Picture of Sir Denis Pereira GraySir Denis Pereira Gray, OBE, is a consultant at St Leonard’s Research Practice, Exeter, and Emeritus Professor at the University of Exeter in the United Kingdom

 

A few weeks ago a blog by Domhnall MacAuley picked up on an article that I had written in the British Journal of General Practice, entitled “Academic general practice: a viewpoint on achievements and challenges.” The article was written to ask some big questions and to stimulate debate about academic general practice and Domhnall’s blog followed it up interestingly and extended the issues.

I am still optimistic about academic general practice. General practice is the key branch of the medical profession and there are still many aspects of it to be discovered. Yes of course “big data” are a new resource and need new techniques, but a place remains for clinical research in general practice and in single research active general practices too. However, the relationships and the support for research in clinical settings need clarification and funding. The prime role of single practice research is to study new clinical developments, to scope their potential, and pave the way for bigger definitive studies.   Single practices do have the numbers for statistical significance if they choose their subject— for example, most group practices now have 1,000  patients who are seniors,

In one single practice, Sweeney and colleagues found that patients who did not receive continuity of care with their GP had more problems and used the A & E department significantly more often. This initiated discontinuity research which was later extended in the USA  and pointed the way to big surveys which confirmed the finding 19 years later.

Is more research is needed on continuity of care?

“Yes”, say patients who simply hate repeating their story and seeing strange doctors. As the President of the Patients’ Association once said to a meeting at the Royal College of General Practitioners: “God preserves us from your locums!”  “Yes”, say good family doctors who know that they can do a better job and gain more professional satisfaction when they tailor their advice to a patient. General practitioners, when giving tailored care, described this as providing “higher quality” care.

“Yes”, says the research literature, which now reveals that continuity of care is significantly associated with better adherence to medication; better take up of preventive medicine; significantly fewer admissions to hospital for children; for the elderly with ambulatory care problems; and even significantly fewer emergency admissions to hospital.  “Yes”, said the English Department of Health (in 2013), which has introduced a form of personal list called the “named doctor” which makes research on this system important.

Clinical opportunistic screening in general practice led to the majority of patients with Type 2 Diabetes being diagnosed before they reported a single symptom of diabetes.

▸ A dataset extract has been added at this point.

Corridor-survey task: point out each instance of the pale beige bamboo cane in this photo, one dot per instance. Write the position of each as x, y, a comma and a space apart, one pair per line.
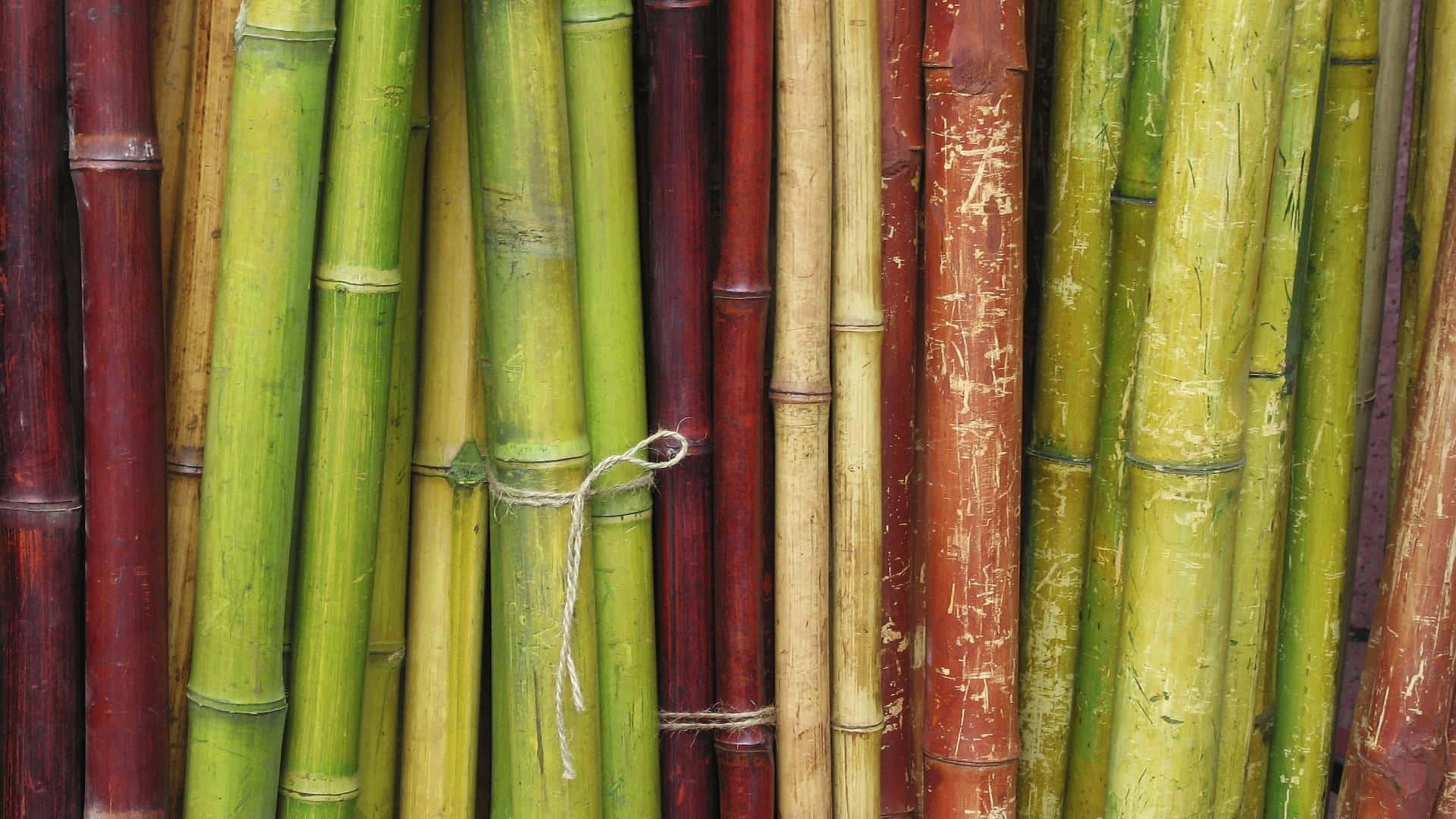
800, 391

Then it was found these patients had a significantly lower HbA1c at diagnosis. This was done at lower cost per new diagnosis than other screening programmes.

A key feature of the postmodern world is flexibility. Whilst general practice research in universities is very important, research in the clinical setting of general practice is as well. This means training programmes, and opportunities to obtain higher university degrees so that generalist physicians and community nurses can gain the necessary skills to do research. In the 1990s the Department of Health in England in the South West, supported about 1% of general practices in the national health system as ‘research active practices’ with about £15,000 ( ̴ CAD 30,000) each. This worked well and should be reinstated.

Academic skills in general practice are greatly needed and should be available in the same proportion as is usual in specialist medicine. This means leadership by the institutions and Colleges of general practice and their equivalents, to mobilize the necessary resources.